I woke up physically sore from digging a new garden bed yesterday. Our soil is really poor quality and so compact that we needed to use a pickax the entire two feet down. Pickax's are heavy and my upper body is not used to heaving and hoing like that.
Radical homemaking, urban homesteading, sustainable living: whatever term you prefer... it is all exhausting in the end. I think I put in more hours now than when I was working full time at Fuller. But the work is meaningful and rewarding. A few days ago I finally realized that our home was truly a unit of production. We cook, garden, repair and reuse, research, create, barter and have begun to preserve a small amount of food. It feels really good to lessen our ties to the extractive economy. Really good.
It also is incredible to have my husband as a partner in all of this. Did I tell you, blog readers, that three months ago he, too, quit his full-time job? There were many reasons behind his decision to quit; all of them were noble (and if I could share them with you I'm certain you would agree but you will just have to take my word for it). I joke with him that he has "retired" at 36 years old and quickly put him to work, since I am the head of the home. (That of course, is a joke. We both aim to share responsibility and leadership in the home - it's just that some of us are better at it than others). :)

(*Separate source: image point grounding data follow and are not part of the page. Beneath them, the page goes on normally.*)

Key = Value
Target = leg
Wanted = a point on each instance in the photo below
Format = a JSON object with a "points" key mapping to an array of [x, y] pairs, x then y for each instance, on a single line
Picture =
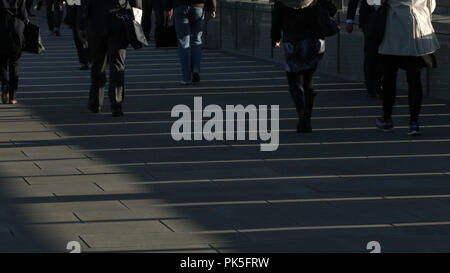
{"points": [[183, 34], [295, 81], [4, 59], [58, 16], [82, 58], [390, 68], [197, 18], [117, 49], [371, 68], [158, 8], [50, 15], [147, 17], [14, 61], [99, 49], [415, 92], [308, 87]]}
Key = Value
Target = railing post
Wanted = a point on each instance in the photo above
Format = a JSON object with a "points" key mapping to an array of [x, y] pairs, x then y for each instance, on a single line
{"points": [[220, 24], [236, 24], [338, 46], [253, 29]]}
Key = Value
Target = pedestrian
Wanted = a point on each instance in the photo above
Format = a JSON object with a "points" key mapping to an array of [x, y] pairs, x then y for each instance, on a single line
{"points": [[29, 6], [304, 48], [107, 43], [372, 65], [189, 18], [54, 16], [75, 21], [12, 24], [409, 44], [149, 6]]}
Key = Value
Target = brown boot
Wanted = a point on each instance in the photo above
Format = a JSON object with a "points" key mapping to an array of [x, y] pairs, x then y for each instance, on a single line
{"points": [[5, 95]]}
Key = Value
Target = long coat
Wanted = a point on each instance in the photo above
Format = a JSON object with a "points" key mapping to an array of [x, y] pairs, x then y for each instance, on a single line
{"points": [[97, 12], [409, 31], [13, 16]]}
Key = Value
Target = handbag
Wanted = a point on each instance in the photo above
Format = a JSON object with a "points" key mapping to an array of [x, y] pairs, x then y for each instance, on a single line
{"points": [[133, 30], [376, 24], [33, 41], [327, 25]]}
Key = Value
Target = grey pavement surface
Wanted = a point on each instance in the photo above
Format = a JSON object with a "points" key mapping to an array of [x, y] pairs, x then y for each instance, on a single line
{"points": [[123, 184]]}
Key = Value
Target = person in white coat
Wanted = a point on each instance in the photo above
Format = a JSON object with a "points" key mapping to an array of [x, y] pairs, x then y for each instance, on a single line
{"points": [[409, 43]]}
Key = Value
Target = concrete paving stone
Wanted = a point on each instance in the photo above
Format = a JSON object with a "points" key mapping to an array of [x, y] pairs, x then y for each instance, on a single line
{"points": [[198, 248], [113, 216], [11, 183], [35, 136], [51, 207], [38, 218], [380, 211], [154, 240], [118, 228], [124, 177]]}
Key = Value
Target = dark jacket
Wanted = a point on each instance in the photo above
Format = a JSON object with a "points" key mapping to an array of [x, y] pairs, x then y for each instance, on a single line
{"points": [[97, 12], [210, 5], [297, 24], [364, 11], [13, 17]]}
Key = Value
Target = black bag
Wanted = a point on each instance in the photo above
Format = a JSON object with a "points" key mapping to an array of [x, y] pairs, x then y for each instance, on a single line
{"points": [[327, 25], [33, 41], [166, 35], [376, 24], [133, 30]]}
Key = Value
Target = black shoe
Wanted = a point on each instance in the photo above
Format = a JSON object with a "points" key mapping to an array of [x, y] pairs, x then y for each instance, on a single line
{"points": [[94, 109], [195, 77], [117, 113]]}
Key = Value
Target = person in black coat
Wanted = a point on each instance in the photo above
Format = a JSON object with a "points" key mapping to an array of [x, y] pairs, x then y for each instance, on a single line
{"points": [[74, 20], [304, 47], [372, 64], [13, 18], [54, 16], [149, 6], [107, 42]]}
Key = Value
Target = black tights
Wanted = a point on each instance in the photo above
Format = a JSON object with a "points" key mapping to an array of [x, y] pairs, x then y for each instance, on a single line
{"points": [[412, 65], [302, 90], [10, 62]]}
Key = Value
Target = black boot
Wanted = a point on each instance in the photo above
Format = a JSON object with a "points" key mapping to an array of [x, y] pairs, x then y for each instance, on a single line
{"points": [[5, 95], [309, 103], [298, 96]]}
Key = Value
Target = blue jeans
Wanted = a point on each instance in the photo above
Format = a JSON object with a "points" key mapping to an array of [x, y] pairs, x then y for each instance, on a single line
{"points": [[189, 27]]}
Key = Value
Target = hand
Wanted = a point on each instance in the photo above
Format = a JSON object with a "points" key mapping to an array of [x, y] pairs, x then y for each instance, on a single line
{"points": [[349, 27]]}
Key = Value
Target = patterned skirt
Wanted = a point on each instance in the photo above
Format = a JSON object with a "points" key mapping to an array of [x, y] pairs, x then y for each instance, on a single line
{"points": [[303, 55]]}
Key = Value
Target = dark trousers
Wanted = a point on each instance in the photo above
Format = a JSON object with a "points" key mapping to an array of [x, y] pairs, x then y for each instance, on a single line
{"points": [[372, 67], [109, 48], [29, 5], [147, 7], [10, 62], [301, 87], [54, 14], [82, 47], [391, 65]]}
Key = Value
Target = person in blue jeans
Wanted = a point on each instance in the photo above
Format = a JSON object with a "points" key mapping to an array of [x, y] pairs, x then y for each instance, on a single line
{"points": [[189, 16]]}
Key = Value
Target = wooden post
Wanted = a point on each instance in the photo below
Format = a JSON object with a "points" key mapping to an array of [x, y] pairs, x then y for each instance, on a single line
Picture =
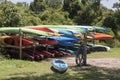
{"points": [[20, 45], [85, 49]]}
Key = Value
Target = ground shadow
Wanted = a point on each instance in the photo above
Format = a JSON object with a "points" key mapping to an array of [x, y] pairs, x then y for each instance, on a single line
{"points": [[78, 73]]}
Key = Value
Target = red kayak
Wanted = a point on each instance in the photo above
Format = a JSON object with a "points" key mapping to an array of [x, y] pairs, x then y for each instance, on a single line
{"points": [[48, 41], [101, 36], [41, 28]]}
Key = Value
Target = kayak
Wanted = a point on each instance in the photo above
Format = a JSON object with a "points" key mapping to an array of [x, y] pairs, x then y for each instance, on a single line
{"points": [[59, 66], [40, 28], [24, 30], [14, 41], [44, 40], [101, 36]]}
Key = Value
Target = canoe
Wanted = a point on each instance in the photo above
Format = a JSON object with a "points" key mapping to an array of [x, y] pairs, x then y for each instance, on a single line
{"points": [[14, 41], [65, 27], [101, 36], [24, 30], [40, 28], [59, 66], [44, 40]]}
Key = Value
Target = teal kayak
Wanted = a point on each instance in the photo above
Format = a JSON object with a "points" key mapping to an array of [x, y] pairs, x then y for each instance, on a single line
{"points": [[24, 30]]}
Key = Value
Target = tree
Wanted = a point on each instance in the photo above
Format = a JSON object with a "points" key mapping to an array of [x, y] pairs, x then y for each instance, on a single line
{"points": [[9, 14], [38, 6], [72, 7], [54, 16]]}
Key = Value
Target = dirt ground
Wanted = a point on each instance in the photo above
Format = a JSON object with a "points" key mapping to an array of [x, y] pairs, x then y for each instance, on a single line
{"points": [[113, 63]]}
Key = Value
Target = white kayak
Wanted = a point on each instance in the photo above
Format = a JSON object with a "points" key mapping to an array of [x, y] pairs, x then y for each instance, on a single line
{"points": [[59, 66]]}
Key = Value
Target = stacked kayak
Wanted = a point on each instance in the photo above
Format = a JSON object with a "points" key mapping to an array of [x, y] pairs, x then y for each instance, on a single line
{"points": [[59, 66]]}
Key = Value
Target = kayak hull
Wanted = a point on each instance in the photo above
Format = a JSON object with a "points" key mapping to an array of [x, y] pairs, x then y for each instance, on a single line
{"points": [[59, 65]]}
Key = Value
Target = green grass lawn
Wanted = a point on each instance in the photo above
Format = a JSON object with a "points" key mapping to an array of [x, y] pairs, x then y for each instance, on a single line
{"points": [[28, 70]]}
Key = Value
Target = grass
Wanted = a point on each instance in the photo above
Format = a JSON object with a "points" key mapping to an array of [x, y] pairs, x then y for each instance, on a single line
{"points": [[28, 70], [113, 53]]}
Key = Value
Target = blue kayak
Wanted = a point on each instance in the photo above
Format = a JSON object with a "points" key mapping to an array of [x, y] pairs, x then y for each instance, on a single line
{"points": [[59, 66], [65, 38]]}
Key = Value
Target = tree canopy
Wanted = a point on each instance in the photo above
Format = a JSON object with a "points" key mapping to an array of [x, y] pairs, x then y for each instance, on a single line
{"points": [[63, 12]]}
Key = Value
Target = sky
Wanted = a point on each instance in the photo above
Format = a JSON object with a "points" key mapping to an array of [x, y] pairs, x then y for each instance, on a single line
{"points": [[106, 3]]}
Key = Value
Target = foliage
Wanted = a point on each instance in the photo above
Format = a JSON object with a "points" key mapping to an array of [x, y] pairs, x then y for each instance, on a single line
{"points": [[52, 16]]}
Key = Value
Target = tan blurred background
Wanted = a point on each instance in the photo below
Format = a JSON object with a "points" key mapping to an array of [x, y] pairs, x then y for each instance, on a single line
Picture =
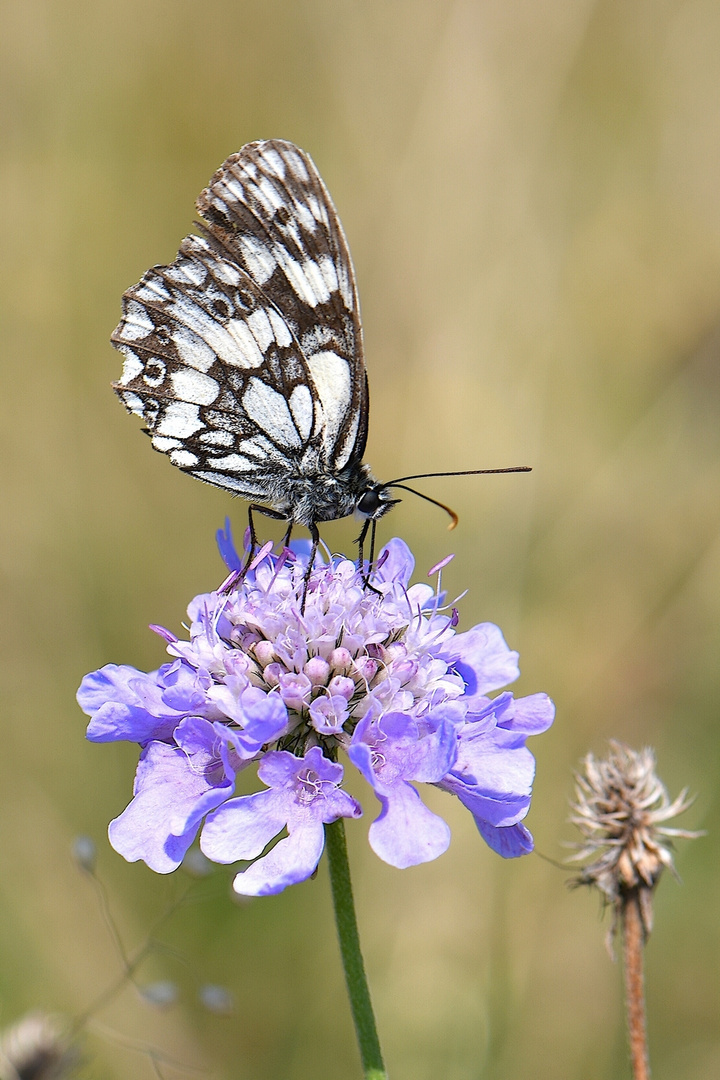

It might be surprising to some that there are persons willing to give up full-time jobs with great benefits and a salary that is more than enough for our needs but we have never been ones to operate within society's norms entirely. (To be fair, the decision was a lot easier to make because my husband has a rental property in Los Angeles that gives us $1000 per month for our use). Both my husband and I desire to create a life together that uses little and is rich in love, relationships, and meaning. We have both found that money and buying stuff doesn't really contribute to that goal as much as we'd like. And so we've chosen to make good on our words and begin to focus on the things that make life worth living.
It's been three months since we've met this task head on and the result is even better than I expected. It's not all peaches and cream, this is certain, but I can count on one hand the number of times I wished one of us was back at work, receiving a more substantial income. I could not count on one hundred hands the number of times I felt thankful that we made this decision.